Let $U_1,U_2,...U_n,$ be iid samples from uniform distribution $U(0,1)$. And the order Statistic:
\begin{equation}
U_{n,1}\leq U_{n,2}\leq ...\leq U_{n,n},
\end{equation}
(1) Proof $U_{n,1}\rightarrow0$ a.s.
(2) Given $m$, calculate the limitation of $U_{n,m}.$
My ideas so far:
For question (1), the density function of $U_{n,1}$ is $f_{U_{n,1}}(x)=n(1-x)^{n-1}.$
And if $x\neq0,$ then $\lim_{n \to \infty} f_{U_{n,1}}(x)=0.$
Which means $U_{n,1}\rightarrow0$ a.s.
And question (2) can be solved in the same way.
I don't know whether my proof is right. If not, how to proof r.v.s $X_n\rightarrow0$ a.s. directly?
Thanks in advance for any tips or help in general.

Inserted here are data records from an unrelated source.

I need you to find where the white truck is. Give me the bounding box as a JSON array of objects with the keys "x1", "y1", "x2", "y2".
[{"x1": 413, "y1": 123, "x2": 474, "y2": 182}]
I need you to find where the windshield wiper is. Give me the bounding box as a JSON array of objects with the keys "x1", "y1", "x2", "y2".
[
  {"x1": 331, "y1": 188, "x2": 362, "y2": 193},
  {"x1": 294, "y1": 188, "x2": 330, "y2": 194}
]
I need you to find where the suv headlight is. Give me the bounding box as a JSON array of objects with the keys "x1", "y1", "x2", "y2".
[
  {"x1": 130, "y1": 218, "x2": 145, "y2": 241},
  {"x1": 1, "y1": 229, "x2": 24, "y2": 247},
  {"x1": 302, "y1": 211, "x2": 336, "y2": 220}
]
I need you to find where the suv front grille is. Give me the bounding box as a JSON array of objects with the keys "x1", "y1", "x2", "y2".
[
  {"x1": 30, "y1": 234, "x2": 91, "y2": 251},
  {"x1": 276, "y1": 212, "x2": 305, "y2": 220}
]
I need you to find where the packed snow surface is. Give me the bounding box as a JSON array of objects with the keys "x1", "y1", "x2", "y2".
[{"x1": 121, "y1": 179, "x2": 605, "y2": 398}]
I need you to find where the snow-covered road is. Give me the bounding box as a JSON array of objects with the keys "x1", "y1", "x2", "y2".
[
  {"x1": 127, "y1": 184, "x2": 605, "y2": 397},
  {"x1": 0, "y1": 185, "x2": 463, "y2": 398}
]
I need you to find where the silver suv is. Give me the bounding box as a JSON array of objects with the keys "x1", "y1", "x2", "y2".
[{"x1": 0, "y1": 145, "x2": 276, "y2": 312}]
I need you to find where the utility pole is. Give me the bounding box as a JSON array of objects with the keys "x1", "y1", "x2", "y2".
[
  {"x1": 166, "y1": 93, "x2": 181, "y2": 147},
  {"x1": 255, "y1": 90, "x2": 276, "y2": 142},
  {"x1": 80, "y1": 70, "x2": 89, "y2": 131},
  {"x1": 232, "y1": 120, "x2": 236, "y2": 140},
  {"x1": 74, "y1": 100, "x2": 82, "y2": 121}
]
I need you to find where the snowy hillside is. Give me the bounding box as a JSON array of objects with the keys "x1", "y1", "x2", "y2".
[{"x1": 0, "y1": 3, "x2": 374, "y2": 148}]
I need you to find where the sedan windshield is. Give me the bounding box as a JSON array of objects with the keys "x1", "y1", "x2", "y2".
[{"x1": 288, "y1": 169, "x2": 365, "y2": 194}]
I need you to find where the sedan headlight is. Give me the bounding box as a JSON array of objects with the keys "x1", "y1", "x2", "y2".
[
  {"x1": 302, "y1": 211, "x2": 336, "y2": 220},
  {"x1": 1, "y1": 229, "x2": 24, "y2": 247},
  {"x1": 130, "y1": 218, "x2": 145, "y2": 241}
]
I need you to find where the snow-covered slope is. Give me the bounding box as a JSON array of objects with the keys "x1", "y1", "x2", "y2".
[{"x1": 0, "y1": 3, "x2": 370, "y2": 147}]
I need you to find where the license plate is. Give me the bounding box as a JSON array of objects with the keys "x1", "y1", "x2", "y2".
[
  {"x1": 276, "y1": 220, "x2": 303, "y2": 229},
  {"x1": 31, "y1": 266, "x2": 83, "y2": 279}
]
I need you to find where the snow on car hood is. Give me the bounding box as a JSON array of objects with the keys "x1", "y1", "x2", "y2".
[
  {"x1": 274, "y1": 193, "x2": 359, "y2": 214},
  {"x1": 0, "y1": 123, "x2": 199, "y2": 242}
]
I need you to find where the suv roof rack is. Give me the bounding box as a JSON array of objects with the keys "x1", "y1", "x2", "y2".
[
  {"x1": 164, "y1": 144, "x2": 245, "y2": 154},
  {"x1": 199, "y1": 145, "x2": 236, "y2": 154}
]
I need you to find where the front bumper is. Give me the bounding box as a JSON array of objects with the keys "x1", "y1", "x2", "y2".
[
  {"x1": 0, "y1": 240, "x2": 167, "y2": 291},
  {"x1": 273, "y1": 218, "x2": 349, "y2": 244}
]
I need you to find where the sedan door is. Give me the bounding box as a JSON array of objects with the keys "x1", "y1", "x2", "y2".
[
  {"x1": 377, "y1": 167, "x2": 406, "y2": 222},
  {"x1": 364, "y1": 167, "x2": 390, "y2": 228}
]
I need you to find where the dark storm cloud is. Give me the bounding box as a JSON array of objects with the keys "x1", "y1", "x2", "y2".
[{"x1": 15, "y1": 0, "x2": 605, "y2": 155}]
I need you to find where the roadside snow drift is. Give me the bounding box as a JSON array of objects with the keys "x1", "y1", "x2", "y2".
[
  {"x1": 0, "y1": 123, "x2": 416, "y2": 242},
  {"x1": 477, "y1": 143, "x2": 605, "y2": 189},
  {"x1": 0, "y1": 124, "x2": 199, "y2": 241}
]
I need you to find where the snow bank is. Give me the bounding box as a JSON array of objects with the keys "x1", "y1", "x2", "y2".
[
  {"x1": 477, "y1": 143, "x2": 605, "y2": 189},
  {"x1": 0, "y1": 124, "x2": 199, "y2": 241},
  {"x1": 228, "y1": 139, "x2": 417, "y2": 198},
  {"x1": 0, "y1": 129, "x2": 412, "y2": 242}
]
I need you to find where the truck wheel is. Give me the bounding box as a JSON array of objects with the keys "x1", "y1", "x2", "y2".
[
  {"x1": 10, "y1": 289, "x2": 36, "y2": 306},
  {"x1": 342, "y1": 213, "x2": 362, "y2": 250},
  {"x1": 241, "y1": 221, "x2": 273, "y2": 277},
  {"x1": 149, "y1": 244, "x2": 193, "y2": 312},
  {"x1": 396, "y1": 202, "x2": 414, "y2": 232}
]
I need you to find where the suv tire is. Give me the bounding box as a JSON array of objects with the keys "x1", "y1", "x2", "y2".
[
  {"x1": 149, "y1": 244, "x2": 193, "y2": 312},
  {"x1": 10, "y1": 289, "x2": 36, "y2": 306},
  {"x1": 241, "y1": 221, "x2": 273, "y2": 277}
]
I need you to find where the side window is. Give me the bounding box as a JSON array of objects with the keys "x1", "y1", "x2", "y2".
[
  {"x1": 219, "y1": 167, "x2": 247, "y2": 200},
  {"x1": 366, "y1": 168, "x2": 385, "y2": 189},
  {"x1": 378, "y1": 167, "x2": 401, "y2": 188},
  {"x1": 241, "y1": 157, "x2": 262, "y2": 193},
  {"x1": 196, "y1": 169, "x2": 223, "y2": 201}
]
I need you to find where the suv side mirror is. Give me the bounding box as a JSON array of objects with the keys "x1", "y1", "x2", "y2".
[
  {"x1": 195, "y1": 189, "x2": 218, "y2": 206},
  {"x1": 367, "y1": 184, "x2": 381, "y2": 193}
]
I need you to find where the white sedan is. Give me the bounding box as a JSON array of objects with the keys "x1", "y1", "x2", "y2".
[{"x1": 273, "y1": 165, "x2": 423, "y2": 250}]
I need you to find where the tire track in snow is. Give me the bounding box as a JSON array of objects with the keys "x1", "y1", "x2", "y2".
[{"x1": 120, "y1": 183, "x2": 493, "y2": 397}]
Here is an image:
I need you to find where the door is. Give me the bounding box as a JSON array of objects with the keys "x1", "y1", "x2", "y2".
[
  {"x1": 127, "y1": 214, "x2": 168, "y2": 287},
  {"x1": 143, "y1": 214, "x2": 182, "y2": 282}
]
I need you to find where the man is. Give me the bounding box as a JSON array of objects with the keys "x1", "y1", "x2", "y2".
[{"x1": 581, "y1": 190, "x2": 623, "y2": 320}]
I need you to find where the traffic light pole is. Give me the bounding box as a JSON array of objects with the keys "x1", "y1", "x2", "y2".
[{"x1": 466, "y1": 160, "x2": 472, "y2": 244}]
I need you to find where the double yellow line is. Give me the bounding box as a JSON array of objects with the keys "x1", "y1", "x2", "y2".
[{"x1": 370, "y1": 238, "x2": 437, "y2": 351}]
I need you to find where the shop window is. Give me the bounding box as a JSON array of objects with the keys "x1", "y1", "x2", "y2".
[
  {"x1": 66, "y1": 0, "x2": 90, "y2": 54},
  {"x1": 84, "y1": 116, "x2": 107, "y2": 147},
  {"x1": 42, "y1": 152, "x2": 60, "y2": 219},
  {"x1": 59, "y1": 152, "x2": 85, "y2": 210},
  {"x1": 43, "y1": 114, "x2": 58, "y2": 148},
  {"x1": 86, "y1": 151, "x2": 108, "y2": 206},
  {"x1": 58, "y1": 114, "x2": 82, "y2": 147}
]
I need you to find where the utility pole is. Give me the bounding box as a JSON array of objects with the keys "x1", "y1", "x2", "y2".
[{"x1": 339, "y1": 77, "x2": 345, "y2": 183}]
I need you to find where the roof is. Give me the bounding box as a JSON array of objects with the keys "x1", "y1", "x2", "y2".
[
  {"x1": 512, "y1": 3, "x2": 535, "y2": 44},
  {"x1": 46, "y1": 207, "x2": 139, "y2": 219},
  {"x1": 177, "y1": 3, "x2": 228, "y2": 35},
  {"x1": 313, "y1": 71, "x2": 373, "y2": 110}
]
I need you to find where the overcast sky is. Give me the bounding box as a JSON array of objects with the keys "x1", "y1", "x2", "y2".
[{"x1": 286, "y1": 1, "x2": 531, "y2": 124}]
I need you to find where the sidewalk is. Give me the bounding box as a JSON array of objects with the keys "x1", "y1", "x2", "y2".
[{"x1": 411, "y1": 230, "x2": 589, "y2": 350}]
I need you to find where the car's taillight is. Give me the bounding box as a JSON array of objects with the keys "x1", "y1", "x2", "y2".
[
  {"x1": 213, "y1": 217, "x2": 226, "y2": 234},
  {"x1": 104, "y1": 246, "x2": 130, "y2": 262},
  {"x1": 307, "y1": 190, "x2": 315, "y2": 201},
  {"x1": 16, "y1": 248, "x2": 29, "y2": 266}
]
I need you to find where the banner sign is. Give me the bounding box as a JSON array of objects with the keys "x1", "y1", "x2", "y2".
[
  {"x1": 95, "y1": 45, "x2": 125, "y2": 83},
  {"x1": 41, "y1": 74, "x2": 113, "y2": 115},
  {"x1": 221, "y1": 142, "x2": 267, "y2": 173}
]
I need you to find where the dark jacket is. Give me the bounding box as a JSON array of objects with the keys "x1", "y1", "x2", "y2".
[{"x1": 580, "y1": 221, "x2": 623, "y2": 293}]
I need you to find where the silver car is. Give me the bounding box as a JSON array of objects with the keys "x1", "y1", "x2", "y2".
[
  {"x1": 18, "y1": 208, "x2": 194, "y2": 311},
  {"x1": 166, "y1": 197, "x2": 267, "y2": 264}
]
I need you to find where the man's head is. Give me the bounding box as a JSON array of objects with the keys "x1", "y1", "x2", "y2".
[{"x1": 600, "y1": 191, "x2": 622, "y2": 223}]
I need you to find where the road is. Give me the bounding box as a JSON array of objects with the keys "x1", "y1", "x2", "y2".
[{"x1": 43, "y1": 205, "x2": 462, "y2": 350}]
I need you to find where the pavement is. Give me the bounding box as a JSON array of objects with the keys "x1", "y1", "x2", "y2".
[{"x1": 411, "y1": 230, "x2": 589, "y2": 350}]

For the a.s. convergence of $U_{n,1}$, you may use the Borel-Cantelli lemma. Specifically, for $0<\epsilon\le 1$, $$ \sum_{n\ge 1}\mathsf{P}(U_{n,1}>\epsilon)=\sum_{n\ge 1}(1-\epsilon)^n<\infty. $$ Thus, $\mathsf{P}(U_{n,1}>\epsilon\text{ i.o.})=0$.